Comédie en chansons. Paris, 1964. Prostituée occasionnelle, Madeleine tombe amoureuse de l’un de ses clients : Jaromil, médecin tchèque, qu’elle épouse. À contrecœur, elle le suit à Prague, où ils ont une fille : Véra. Mais, tandis que Jaromil multiplie les infidélités, les troupes russes débarquent : Madeleine repart seule avec Véra. Paris, 1978. Madeleine s’est remariée avec François, un gendarme. Jaromil vient lui rendre visite et, alors qu’ils envisagent de se remettre ensemble, il disparaît à nouveau...
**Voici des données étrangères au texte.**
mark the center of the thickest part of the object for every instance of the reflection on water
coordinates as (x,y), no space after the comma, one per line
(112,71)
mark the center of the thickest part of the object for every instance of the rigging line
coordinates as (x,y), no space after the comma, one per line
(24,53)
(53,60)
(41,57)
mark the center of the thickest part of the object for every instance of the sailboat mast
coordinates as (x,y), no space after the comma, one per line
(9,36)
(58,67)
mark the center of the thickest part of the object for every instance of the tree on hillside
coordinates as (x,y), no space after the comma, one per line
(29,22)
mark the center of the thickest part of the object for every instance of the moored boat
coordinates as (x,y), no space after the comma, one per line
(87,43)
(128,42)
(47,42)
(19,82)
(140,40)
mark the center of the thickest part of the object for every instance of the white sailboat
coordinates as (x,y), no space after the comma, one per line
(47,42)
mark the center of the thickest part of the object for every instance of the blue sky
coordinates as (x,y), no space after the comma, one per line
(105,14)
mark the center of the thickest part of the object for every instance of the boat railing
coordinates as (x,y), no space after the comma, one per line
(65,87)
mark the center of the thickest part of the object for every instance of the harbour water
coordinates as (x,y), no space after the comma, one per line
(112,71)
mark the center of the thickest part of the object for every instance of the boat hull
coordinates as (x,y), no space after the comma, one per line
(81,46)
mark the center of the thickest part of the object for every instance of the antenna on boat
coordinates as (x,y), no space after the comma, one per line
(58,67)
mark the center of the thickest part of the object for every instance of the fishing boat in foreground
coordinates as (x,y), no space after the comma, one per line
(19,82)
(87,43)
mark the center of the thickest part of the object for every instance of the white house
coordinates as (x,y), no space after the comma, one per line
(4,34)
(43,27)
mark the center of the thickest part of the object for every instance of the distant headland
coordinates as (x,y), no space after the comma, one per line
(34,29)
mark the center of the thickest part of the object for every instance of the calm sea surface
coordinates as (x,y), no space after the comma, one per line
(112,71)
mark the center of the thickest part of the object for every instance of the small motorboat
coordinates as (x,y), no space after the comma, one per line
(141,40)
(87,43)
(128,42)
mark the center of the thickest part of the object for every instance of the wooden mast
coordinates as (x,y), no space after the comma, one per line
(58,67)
Le cinéma de Christophe Honoré n’a cessé, depuis ses débuts, de chercher à recueillir l’écume du tragique, ces moments en apesanteur où, le sol se dérobant sous leurs pieds, les personnages, enfin délestés, ignorent s’ils chutent ou s’envolent.  Avec Les Bien-Aimés, son huitième film en dix ans, le cinéaste français le plus prolixe depuis ses débuts porte cette recherche à son point d’incandescence, adoptant une forme en apparence plus classique, plus charpentée qu’à l’accoutumée (la grande fresque romanesque à l’échelle d’une vie), mais la faisant crépiter à chaque occasion pour en extraire les braises ardentes – quitte à cramer quelques branches dans l’opération. En 2 heures 15, quatre décennies (de 1962 à 2002) et autant de villes (Paris, Prague, Londres, Montréal – sans compter Reims), Les Bien-Aimés raconte les destins croisés d’une mère et de sa fille. C’est une vraie tragédie, avec ses sacrifiés, son chœur chargé de commenter l’action – les chansons d’Alex Beaupain – et ses coups de théâtre. Pourtant, malgré son horizon dramatique, le film apparaît extrêmement enjoué, léger. Il aurait pu, au fond, s’appeler “Oui ma fille tu iras danser”, tant il prend le contrepied de l’avant-dernier film du cinéaste, tout en posant les mêmes questions : qu’est-ce qui se transmet, qu’est-ce qui se perd entre deux générations ? Quel poids l’époque fait-elle peser sur nos épaules, comment s’en débarrasser ? Jacky Goldberg, in Les Inrocks. Lire la suite


Écrivain, critique, scénariste et réalisateur de cinéma, Christophe Honoré a suivi des études de Lettres Modernes et de cinéma en Bretagne avant de s'installer à Paris en 1995. Il publie alors son premier livre jeunesse Tout contre Léo, où il lève des tabous sur les mensonges, l'inceste, le sida ou le suicide, et qu'il adaptera pour l'écran en 2001. Devenu critique de cinéma pour de nombreuses revues dont Les Cahiers du cinéma, il crée parallèlement sa première pièce de théâtre, Les Débutantes, en 1998 avant de se lancer deux ans plus tard dans la réalisation avec son premier film intitulé Nous deux. En 2002, il tourne 17 fois Cécile Cassard où il met en scène la vie en 17 séquences d'une jeune femme interprétée par Béatrice Dalle et dont la musique a été composée par Alex Beaupain...une collaboration musicale qui durera. Deux années passent avant qu'il ne porte à l'écran Ma mère, d'après le roman dit inadaptable de Bataille, dans lequel Isabelle Huppert initie son fils à la débauche. Ce lien familial se retrouve dans son troisième long métrage Dans Paris où il forme le duo Romain Duris/Louis Garrel, qui remporte un fort succès. Il décide alors de réaliser en 2007, Les chansons d'amour, où il met de nouveau en scène Louis Garrel. L'année suivante, il signe La belle personne. En 2009, Non, ma fille, tu n'iras pas danser, fait la fermeture du Festival de Cannes en  2011. Il dirige dans ce film Chiara Mastroianni, que l'on retrouve deux ans plus tard dans Les bien-aimés.